= Nash Manor =

Grade I listed building in Llandow, south Wales

Nash Manor is a Grade I listed building in Llandow, near Cowbridge in the Vale of Glamorgan, south Wales. It became a Grade I listed building on 16 December 1952.

==The Manor==
The manor is located in its own private grounds to the north of the Llandow trading estate and about half a mile south of Llysworney. There are a pair of gates at the entrance to the drive which is at the junction of the B4268 and the B4270. There is a forecourt in front of the property.

The house has long been the property of the Carne family. Sir Edward Carne lived here at the time the house was built at the beginning of the sixteenth century. Over the ensuing five centuries it has seen a number of adaptations and refurbishments but has retained its sixteenth and seventeenth century character. It is a two-storey building with attics, mostly built of local limestone and with sandstone window surrounds and slate roofs. It is now H-shaped but would have been T-shaped at an earlier date. Some of the windows are mullioned and there is a coat of arms over the main doorway. The staircase is late sixteenth century and stands at the rear of the hallway, and the finest room is the panelled parlour.

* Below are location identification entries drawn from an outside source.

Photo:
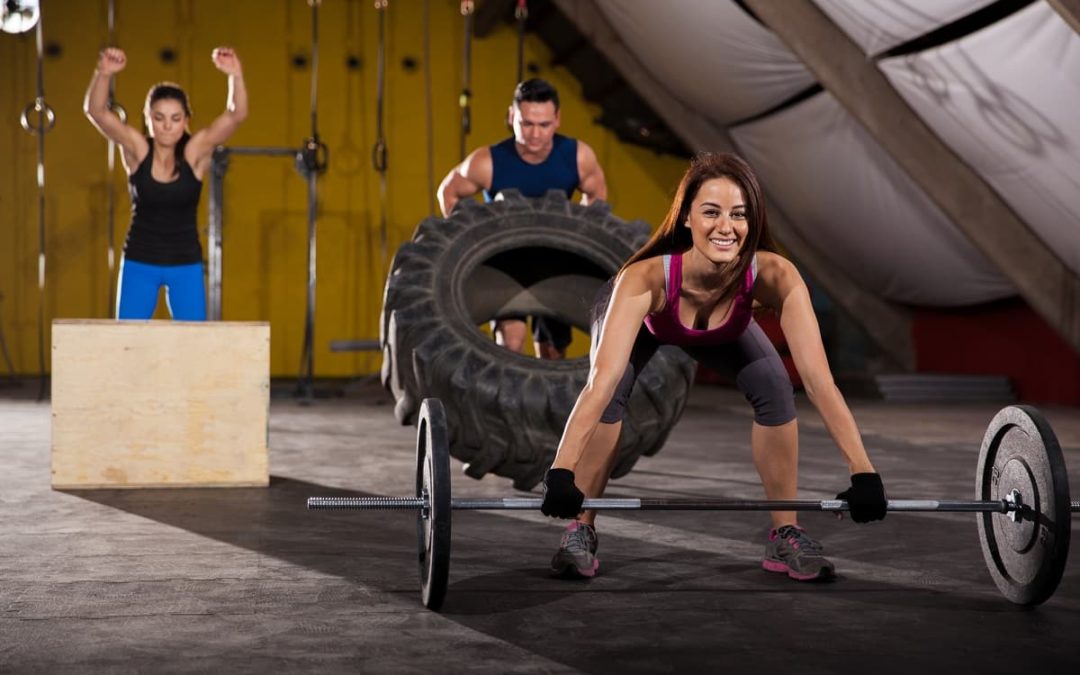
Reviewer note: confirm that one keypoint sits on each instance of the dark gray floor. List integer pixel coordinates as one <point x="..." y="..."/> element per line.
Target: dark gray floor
<point x="247" y="580"/>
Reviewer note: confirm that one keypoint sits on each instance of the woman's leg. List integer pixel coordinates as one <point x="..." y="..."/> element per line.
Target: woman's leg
<point x="774" y="439"/>
<point x="775" y="453"/>
<point x="186" y="292"/>
<point x="595" y="467"/>
<point x="136" y="289"/>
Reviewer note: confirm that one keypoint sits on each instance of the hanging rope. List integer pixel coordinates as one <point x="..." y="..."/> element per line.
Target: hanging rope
<point x="428" y="105"/>
<point x="45" y="120"/>
<point x="379" y="151"/>
<point x="522" y="14"/>
<point x="110" y="188"/>
<point x="464" y="99"/>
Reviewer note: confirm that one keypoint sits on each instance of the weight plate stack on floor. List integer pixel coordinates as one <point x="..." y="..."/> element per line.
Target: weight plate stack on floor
<point x="1026" y="555"/>
<point x="433" y="487"/>
<point x="511" y="257"/>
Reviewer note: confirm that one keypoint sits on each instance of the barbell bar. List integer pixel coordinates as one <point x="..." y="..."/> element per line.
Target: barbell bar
<point x="528" y="503"/>
<point x="1021" y="475"/>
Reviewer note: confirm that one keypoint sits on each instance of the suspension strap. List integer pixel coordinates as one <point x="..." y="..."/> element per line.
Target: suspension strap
<point x="429" y="104"/>
<point x="379" y="151"/>
<point x="45" y="119"/>
<point x="522" y="14"/>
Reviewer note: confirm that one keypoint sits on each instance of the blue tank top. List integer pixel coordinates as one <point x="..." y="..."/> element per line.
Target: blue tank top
<point x="558" y="172"/>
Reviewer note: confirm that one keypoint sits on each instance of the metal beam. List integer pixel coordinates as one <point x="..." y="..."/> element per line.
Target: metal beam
<point x="888" y="325"/>
<point x="1069" y="10"/>
<point x="1037" y="272"/>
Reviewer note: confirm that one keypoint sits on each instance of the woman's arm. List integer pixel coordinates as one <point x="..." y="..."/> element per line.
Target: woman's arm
<point x="95" y="105"/>
<point x="635" y="294"/>
<point x="201" y="147"/>
<point x="781" y="286"/>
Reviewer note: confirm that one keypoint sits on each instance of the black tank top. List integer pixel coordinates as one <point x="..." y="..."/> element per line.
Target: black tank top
<point x="163" y="228"/>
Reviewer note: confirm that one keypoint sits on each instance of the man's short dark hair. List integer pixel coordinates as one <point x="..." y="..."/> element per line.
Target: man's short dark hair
<point x="536" y="91"/>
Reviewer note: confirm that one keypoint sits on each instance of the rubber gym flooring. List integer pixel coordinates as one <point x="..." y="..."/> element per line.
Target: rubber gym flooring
<point x="248" y="580"/>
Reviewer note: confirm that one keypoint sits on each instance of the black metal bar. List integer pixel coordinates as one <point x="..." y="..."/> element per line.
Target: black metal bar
<point x="256" y="150"/>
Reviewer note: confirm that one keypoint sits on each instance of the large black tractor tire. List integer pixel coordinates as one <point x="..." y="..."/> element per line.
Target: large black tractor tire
<point x="545" y="257"/>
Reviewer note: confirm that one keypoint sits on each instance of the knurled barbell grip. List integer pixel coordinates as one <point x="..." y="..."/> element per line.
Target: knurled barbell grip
<point x="365" y="503"/>
<point x="511" y="503"/>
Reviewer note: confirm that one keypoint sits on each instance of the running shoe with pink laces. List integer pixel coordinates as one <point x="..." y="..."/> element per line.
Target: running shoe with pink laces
<point x="576" y="557"/>
<point x="793" y="552"/>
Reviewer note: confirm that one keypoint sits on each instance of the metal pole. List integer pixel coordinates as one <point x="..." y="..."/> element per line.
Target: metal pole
<point x="306" y="381"/>
<point x="40" y="108"/>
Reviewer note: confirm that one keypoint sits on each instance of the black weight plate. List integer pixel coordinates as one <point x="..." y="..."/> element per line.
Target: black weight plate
<point x="1026" y="558"/>
<point x="433" y="484"/>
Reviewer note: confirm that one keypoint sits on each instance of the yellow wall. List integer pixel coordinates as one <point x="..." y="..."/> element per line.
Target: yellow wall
<point x="265" y="268"/>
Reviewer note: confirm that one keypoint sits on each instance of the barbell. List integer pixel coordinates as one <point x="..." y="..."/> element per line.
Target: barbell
<point x="1022" y="505"/>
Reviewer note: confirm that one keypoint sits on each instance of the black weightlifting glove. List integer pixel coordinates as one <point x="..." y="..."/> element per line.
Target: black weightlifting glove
<point x="562" y="499"/>
<point x="865" y="497"/>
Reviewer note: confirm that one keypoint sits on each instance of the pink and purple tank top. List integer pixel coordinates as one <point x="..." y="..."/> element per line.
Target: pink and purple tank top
<point x="669" y="329"/>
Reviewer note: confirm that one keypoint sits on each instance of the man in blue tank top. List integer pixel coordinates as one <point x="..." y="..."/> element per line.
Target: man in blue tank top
<point x="534" y="161"/>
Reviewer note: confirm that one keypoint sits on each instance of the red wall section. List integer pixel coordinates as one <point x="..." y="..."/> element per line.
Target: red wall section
<point x="999" y="338"/>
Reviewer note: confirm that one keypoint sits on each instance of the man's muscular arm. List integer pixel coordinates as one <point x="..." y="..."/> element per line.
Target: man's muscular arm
<point x="466" y="179"/>
<point x="591" y="176"/>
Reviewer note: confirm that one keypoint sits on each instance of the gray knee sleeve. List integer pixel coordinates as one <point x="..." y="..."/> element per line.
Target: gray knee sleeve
<point x="767" y="387"/>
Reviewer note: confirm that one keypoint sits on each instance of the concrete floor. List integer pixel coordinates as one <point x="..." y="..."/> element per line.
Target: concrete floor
<point x="247" y="580"/>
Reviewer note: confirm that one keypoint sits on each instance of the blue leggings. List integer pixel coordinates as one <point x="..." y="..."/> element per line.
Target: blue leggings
<point x="138" y="284"/>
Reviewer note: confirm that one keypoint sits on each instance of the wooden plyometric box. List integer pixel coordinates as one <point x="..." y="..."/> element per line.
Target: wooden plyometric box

The manor was designated as a Grade I listed building on 16 December 1952. The reason for the listing was stated as "Listed grade I for its exceptional interest as one of Glamorgan's finest country houses retaining sub-medieval internal detail of the highest quality." Some of the outbuildings are listed as Grade II listed buildings, including the pheasant house and the pigeon house.

The house is set in six acres of gardens and woodland. The west wing of the property is used for domestic rental.